IFC to Help Kyrgyz Not-for-Profit Group Reach More Microentrepreneurs
Washington, D.C., January 26, 2006—The International Finance Corporation, the private sector arm of the World Bank Group, today signed an agreement to provide a $2.2 million financing package to Micro Credit Agency Bai Tushum Financial Foundation, one of Kyrgyzstan’s leading micro lending institutions.
Through the package, IFC will support the transformation of Bai Tushum from its present not-for-profit status to a more sustainable, commercially-oriented, deposit-taking financial institution that can serve as a model for similar microfinance organizations in the Kyrgyz Republic.
IFC’s Director for Global Financial Markets, Jyrki Koskelo, said, "The IFC financing will enable Bai-Tushum to expand its lending activities to farmers, private entrepreneurs, and micro and small enterprises and extend its reach to other remote regions of the Kyrgyz Republic.”
The IFC financing comprises a $1.2 million credit line to Bai Tushum for increasing its portfolio of micro loans, thereby scaling up operations in preparation for the transformation. Additionally, IFC will receive an option to acquire an equity stake for $1 million, or up to 20 percent shareholding, in the new commercially-oriented Bai Tushum microfinance institution.
The Bai-Tushum project reflects IFC’s strategy of strengthening local financial institutions and expanding microfinance in the Kyrgyz Republic and Central Asia in order to support private sector development. Providing access to capital is critical to IFC’s small business development strategy, as it will help boost private sector wealth and job creation, lift confidence in the financial sector, and strengthen microfinance by introducing commercially-oriented techniques.
Shahbaz Mavaddat, IFC’s Acting Director for Southern Europe and Central Asia, said, “The creation of a new regulated microfinance company will make a significant contribution to economic development in the Kyrgyz Republic. As a regulated microfinance company, Bai Tushum will be able to provide a fuller range of credit and savings products that were previously not available to micro-entrepreneurs.”
IFC’s development agenda in the Kyrgyz Republic complements the emphasis that the Kyrgyz authorities have placed on the development of the microfinance sector.
Gorton de Mond, IFC’s Regional Representative covering Central Asia, said, “The Bai Tushum transformation project is the first of its kind in the Kyrgyz Republic and provides an opportunity for the authorities to refine and apply the rules and regulations that have been laid out to address the transformation of suitably qualified micro credit organizations operating in the country.”
Gulnara Shamshieva, Bai Tushum’s CEO, said, “This is our first medium-term loan from an international financial institution and it will enable us to fulfill our expansion plans. IFC’s investment strengthens Bai Tushum’s commercialization process and elevates its profile as a professional organization that has gained recognition from the international financial community.”

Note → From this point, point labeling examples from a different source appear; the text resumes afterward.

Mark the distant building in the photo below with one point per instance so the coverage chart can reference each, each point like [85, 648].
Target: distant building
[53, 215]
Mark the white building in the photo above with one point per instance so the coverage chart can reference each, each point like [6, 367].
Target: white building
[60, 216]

Bai-Tushum was established in 2000 with the support of U.S.-based ACDI/VOCA (Agricultural Cooperative Development International/Volunteers in Overseas Cooperative Assistance) and CARITAS, a Swiss relief agency. It provides microcredit services to private entrepreneurs, traders, farmers, and micro and small agricultural enterprises using individual and group loan lending methodologies. Employing 83 people, Bai-Tushum has 10 regional offices covering six oblasts of the Kyrgyz Republic, including Osh, Jalalabad, Chui, and Issyk-kul, with plans to expand into the Naryn and Batken regions. As of January 1, 2006, Bai-Tushum had a credit portfolio of about $7 million issued to more than 3,700 clients. Loans range from $500 to $30,000 and are denominated in the local currency.
The mission of IFC (www.ifc.org) is to promote sustainable private sector investment in developing and transition countries, helping to reduce poverty and improve people’s lives. IFC finances private sector investments in the developing world, mobilizes capital in the international financial markets, helps clients improve social and environmental sustainability, and provides technical assistance and advice to governments and businesses. From its founding in 1956 through FY05, IFC has committed more than $49 billion of its own funds and arranged $24 billion in syndications for 3,319 companies in 140 developing countries. IFC’s worldwide committed portfolio as of FY05 was $19.3 billion for its own account and $5.3 billion held for participants in loan syndications.